Moi, je voterais pour Lionel Messi, parce qu’il a eu une enfance moche et infirme qui me rentre dans le cœur, mais peut–être aussi pour le p’tit jeune Connor Bédard, juste quatre ans de plus que moi et on le voit déjà comme le joueur de hockey céleste de tous les temps futurs, et Vancouver et Toronto et Chicago se l’arrachent avant même qu’il ait rasé sa première moustache.

Maintenant, il faut s’y rendre.

Avant de partir, je prépare le gruau et les fruits de M’man, qui travaille vingt heures par jour et ne mange que si on lui donne la becquée comme un oiseau, et puis je fonce.

Il n’y a pas moyen, peu importent mes détours et mes camouflages, ils sont là.

Eh Jambe de bois, où tu vas? Couilles moches qui puent, ton père s’est sauvé de toi, ta mère est une salope de guidoune! J’ai beau connaître leurs litanies par cœur, ce qu’ils disent de M’man me perce comme un pieu, elle qui en arrache depuis toujours et qui ne mérite ni leurs niaiseries ni un fils démantibulé comme moi. Ils me talonnent de près, c’est le pire qu’ils peuvent faire vu que bien des badauds, en route vers le Championnat sans doute, partagent notre trottoir. Et tandis que leurs sifflements et leurs insultes me chauffent le dos, je suis tenté de me réfugier comme d’habitude à l’intérieur, dans mon île tranquille, et puis non, je change d’idée, je me retourne sec vers eux, un grand sourire dans la face :

Moi aussi, les Gars, je suis content de vous voir!

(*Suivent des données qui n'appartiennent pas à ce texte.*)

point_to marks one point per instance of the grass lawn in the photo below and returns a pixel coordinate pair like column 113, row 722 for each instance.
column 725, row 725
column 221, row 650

Ça les cloue sur place, ça leur fait tomber la gueule de saisissement.

Ils n’ont pas le temps de se ressaisir car un grand mouvement de foule se produit soudain devant et zigzague vers nous, eh oh saperlipopette superissime! n’est-ce pas Rafael Nadal en personne et Djokovic et Connor McDavid et Zidane qui me saluent du premier rang – et ma foi, Pelé et Guy Lafleur...? mais ils ne sont pas morts, ceux–là?...

Il semble que non et il semble que tout soit possible : la preuve, Djokovic se détache du peloton, il porte une couronne de roses dans les mains, et en deux enjambées, il est rendu sur moi et il me la pose sur la tête. Tom Roche, tu es sacré le champion des champions du courage toutes catégories!

La couronne a gardé quelques épines qui m’éraflent le crâne, mais je fais comme si de rien n’était.

Si c’est un rêve, ne me réveillez pas.